The government is due to sell-off the last of its stake in Lloyds Banking Group this week, nine years after its bail-out.
Chief executive Antonio Horta-Osorio revealed at the bank’s AGM last week that he expects the UK taxpayer to make a profit of at least £500m on the bail-out.
The government spent an estimated £20.3bn rescuing the group, to take a 43 per cent shareholding.
The stake has been chipped away at in recent months and stood at 0.25 per cent last week.
Meanwhile, Lloyds won some high-profile backing at the end of last week when it emerged that star fund manager Neil Woodford had bought £200m in shares of the bank.

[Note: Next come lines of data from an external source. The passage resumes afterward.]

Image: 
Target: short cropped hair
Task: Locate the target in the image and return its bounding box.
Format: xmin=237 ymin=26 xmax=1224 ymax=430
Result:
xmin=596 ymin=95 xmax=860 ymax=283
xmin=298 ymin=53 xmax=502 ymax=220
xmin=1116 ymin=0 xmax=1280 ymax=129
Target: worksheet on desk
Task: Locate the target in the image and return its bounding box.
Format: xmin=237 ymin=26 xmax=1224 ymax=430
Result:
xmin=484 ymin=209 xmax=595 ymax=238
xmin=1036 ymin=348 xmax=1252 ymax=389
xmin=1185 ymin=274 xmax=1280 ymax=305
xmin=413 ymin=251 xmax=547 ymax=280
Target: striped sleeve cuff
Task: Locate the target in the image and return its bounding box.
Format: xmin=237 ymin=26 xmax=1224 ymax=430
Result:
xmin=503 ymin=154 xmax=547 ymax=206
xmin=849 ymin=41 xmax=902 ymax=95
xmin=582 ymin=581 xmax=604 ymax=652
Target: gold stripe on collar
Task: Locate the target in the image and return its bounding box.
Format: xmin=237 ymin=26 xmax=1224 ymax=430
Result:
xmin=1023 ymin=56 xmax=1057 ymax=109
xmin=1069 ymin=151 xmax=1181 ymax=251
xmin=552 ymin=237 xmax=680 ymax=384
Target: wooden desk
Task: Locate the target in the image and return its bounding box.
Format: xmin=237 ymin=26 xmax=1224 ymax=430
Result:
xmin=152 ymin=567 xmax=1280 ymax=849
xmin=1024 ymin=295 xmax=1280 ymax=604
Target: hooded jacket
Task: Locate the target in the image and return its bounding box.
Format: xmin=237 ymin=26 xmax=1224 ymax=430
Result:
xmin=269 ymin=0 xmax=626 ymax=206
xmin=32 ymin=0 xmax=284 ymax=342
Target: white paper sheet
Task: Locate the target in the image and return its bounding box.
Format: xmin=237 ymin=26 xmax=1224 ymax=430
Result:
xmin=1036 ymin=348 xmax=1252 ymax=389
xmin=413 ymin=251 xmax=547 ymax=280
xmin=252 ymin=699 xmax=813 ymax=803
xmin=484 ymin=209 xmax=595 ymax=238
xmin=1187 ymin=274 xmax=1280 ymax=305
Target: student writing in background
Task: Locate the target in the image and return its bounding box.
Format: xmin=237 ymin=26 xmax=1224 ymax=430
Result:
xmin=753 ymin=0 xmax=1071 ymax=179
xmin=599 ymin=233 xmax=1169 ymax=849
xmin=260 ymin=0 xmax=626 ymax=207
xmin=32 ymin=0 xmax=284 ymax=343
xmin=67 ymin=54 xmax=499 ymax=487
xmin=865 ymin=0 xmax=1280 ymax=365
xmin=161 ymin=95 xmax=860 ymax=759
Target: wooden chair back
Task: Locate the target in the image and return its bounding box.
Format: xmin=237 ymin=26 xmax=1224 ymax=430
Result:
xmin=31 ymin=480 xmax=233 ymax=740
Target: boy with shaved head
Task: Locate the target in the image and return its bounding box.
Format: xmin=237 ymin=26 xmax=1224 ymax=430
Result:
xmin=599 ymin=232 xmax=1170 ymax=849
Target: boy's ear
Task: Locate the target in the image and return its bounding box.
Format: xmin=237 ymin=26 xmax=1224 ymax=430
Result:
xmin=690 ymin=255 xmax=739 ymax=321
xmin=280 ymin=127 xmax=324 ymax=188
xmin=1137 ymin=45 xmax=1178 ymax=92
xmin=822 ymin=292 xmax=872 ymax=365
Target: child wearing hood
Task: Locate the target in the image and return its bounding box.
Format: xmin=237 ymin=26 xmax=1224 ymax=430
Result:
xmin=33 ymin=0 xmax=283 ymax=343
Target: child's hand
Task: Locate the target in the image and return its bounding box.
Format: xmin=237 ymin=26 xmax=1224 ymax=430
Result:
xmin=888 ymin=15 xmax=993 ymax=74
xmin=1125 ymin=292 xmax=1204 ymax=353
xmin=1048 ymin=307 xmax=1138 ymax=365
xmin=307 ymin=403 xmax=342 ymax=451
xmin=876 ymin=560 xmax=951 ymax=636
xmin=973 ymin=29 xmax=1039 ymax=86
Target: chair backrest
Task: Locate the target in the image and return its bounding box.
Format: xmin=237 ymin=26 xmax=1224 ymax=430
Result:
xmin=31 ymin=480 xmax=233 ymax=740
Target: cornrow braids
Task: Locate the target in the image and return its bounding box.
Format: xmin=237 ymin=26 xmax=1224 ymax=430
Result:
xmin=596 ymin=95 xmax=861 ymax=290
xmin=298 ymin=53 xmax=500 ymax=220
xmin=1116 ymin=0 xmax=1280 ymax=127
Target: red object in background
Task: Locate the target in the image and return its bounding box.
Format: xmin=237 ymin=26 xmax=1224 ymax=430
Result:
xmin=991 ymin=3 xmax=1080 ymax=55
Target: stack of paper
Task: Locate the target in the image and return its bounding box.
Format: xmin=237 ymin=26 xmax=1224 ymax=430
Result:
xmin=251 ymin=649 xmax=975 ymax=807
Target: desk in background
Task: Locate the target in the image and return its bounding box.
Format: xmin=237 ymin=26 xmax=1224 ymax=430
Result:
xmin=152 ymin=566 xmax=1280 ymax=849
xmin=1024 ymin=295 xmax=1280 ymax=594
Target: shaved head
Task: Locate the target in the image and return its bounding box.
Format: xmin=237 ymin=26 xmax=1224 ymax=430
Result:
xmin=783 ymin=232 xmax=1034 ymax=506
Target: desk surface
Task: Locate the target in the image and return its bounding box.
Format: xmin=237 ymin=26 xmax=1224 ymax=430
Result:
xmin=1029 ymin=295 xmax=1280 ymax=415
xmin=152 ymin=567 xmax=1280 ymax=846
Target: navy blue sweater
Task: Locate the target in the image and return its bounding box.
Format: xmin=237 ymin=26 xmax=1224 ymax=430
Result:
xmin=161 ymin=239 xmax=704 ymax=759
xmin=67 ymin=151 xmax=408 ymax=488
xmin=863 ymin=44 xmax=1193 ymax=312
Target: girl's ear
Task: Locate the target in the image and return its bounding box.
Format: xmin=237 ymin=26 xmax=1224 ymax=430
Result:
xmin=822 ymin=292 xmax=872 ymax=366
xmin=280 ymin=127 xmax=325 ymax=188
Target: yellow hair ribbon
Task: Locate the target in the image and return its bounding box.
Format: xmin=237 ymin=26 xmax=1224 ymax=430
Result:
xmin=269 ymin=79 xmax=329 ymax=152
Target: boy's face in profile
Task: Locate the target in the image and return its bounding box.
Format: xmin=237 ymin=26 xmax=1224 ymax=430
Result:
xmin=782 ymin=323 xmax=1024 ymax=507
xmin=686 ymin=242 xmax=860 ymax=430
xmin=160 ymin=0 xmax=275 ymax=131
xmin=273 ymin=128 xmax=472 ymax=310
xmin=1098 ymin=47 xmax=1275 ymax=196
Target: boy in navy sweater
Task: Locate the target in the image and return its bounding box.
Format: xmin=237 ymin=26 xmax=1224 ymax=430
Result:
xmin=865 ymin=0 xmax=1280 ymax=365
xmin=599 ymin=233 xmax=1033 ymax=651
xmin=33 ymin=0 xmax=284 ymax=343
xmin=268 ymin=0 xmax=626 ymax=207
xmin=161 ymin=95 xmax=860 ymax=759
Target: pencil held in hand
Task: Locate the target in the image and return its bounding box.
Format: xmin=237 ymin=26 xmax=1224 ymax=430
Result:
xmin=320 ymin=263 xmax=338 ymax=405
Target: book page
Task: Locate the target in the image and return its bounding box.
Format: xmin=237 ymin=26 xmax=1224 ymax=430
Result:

“The investment in Lloyds bank is a bit of a milestone seeing as Neil Woodford hasn’t held banks in his portfolio since 2003, aside from a very brief flirtation with HSBC in 2014,” said Hargreaves Lansdown senior analyst Laith Khalaf.
“Selling out of banks was one of the big calls Neil Woodford made which protected investors from the worst ravages of the financial crisis, and reaffirmed his reputation as an outstanding fund manager.”
He added: “Of the UK listed big banks, Lloyds has made the most progress, and now looks like a safe stable bank with the potential to pay investors a handsome level of dividends. The bank is heavily plugged into the UK economy though, so any domestic shocks will take their toll.”